Perhaps Naura’s finest album, with all the compositions his, Call was the German pianist’s first recording in eight years, following a lengthy period of recovery from polyserositis. The session is splendid testament to an era when classically tinged European reflection and American heat could meld as fruitfully as the long-classic triplet feel of jazz and recent rock accents (“Soledad”), and spontaneous improvisatory verve (parts of “Mary” and “Miriam”) inflect what at times is a near-pop sensitivity to matters of narrative bite and dynamics. The freshly conceived organic whole is underpinned by a potent feeling for the blues, exemplified by the gospel-like “River” and the measured ostinato figures of the deeply soulful, even mesmeric, title track.

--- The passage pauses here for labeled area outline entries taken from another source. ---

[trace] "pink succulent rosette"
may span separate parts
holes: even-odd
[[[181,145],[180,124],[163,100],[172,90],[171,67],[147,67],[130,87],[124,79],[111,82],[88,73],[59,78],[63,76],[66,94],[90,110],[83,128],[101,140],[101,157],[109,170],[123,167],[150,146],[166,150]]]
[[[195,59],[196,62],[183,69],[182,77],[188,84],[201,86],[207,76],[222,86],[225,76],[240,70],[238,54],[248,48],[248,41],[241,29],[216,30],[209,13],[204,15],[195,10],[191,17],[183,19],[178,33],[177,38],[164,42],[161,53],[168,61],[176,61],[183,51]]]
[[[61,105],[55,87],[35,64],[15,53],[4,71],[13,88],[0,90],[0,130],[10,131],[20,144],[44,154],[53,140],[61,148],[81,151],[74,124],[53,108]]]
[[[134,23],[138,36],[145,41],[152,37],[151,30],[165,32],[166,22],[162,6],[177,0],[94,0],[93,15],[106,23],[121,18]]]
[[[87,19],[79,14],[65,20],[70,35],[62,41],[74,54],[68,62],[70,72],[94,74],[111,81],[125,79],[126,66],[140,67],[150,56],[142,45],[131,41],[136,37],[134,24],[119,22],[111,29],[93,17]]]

As Ed Motta points out in a short but useful addition to the original sleevenote by Siegfried Schmidt-Joos (both printed in German and English) while one might think that the Fender Rhodes and the vibraphone are too close to each other sonically to make effective partners, Naura and Schlüter interact to telling and uncrowded effect. Their sensitive use of electronically enhanced sound conjures a rhythmically captivating series of dream-like textures and mood: relish the mix of rubato reverie and freshly conceived propulsion in “Soledad” and “Don’t Stop” or the kicking swing of “M.O.C”; the spaciously cast lyricism of the arco-underpinned “Garden” or the 6/8 groove of the Latinate “Mary”. Throughout, Weber and the excellent Nay –  who didn’t play together regularly with Naura – are deep in the pocket, now driving, now caressing music which is very much of its time and yet, in good part, archetypal, timeless. Ars longa, vita brevis, indeed.

Discography
Soledad de Murcia; M.O.C.; Forgotten Garden; Take Us Down to the River; Why Is Mary So Nervous? Don’t Stop; Miriam; Call (40.19)
Naura (elp); Wolfgang Schlüter (vib); Eberhard Weber (b); Joe Nay (d). Villingen, 1971.